Luego se entregó como lo hace quien sabe que debe pagar por existir. Pero yo no la quería poseer: no por asco, sino de hecho por ternura... esa que inspiran los animales maltrechos que recoges al lado del camino.
¡Qué poco lo entendí en el momento! Si el recogido era yo mismo, el rescatado. No porque me saquen de mi abismo, sino más bien que alguien baje a compartirlo. Así empezamos a observarnos. Nunca le pregunté cómo era que ella me veía. Es que con el espejo era suficiente para insuflarme el odio mañanero, y es que no quería saber.
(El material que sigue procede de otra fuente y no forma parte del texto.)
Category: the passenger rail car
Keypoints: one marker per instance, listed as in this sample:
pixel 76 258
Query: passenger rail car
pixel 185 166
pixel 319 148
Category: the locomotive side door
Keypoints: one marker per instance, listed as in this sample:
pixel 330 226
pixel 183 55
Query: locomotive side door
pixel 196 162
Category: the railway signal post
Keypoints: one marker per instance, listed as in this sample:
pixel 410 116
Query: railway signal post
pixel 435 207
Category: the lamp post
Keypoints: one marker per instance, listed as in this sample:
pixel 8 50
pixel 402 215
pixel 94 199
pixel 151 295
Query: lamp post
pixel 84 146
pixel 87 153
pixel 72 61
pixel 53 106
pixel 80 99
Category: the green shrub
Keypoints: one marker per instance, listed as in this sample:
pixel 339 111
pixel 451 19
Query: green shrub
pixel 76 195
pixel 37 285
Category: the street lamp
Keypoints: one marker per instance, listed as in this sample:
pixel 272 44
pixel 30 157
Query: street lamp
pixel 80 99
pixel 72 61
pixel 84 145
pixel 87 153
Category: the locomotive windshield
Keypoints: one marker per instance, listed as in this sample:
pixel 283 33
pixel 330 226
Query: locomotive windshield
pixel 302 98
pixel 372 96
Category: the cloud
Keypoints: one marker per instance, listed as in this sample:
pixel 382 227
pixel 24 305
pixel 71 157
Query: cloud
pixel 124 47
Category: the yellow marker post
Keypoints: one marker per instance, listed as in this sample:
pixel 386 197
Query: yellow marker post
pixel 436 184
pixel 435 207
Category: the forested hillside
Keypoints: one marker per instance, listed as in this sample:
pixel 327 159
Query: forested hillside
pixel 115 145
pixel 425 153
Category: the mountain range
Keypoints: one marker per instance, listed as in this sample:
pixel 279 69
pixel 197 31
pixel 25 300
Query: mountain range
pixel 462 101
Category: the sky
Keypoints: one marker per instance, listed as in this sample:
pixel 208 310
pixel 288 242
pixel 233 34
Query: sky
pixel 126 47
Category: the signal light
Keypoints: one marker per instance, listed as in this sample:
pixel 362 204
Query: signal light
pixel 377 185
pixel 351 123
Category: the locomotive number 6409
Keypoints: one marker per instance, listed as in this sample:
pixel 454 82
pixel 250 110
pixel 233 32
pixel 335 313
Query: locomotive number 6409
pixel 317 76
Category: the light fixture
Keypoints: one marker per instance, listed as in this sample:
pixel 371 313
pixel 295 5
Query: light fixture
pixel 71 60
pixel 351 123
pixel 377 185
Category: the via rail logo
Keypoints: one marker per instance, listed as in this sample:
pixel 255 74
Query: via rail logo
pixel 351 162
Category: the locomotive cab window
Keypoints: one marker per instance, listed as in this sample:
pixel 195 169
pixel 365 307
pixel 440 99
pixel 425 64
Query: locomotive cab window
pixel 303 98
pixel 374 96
La mañana que despertó, la tomé por debajo de los hombros y rodillas, la levanté y llevé al baño con la impresión de llevar algo sin vida. La senté en el cagadero de porcelana sin asiento y rajado al punto de morder el culo. Me di cuenta que no podía, o no quería, tenerse en pie. Salí al comedor y regresé con una silla que puse bajo la ducha eléctrica. La tomé en brazos nuevamente y la deposité en la silla, abrí la ducha y el corrientazo que recorrió mi brazo hasta alcanzar las costillas, me espabiló un poco más. ¡Idiota, había que desvestirla! Lo hice allí mismo, con pena, cansancio y terror de que alguna parte orgánica se pudiese desprender junto con los andrajos. La lavé despacio, con calma. A esa piel como papiro antiguo, a esos dedos yermos, ¡a ese abdomen en que hubiera podido sembrar papas!... quise darles lo más parecido a lo que yo intuía que debía ser el amor... no porque sintiera algo por ella, pero porque todos los desgraciados merecen el amor alguna vez. O por lo menos, idealizarlo.
Pasaron semanas, ella mejoraba con las delicias que mi madre enviaba cada semana de Manabí, yo encontraba razón de ser y estar. Por la noche compartíamos la cama, nos acostamos desnudos y llorábamos abrazados hasta que el sueño nos doblegue hasta los lacrimales.
Nunca nos permitimos más de un ocasional beso en la frente, que se entendía rúbrica de nuestra hermandad.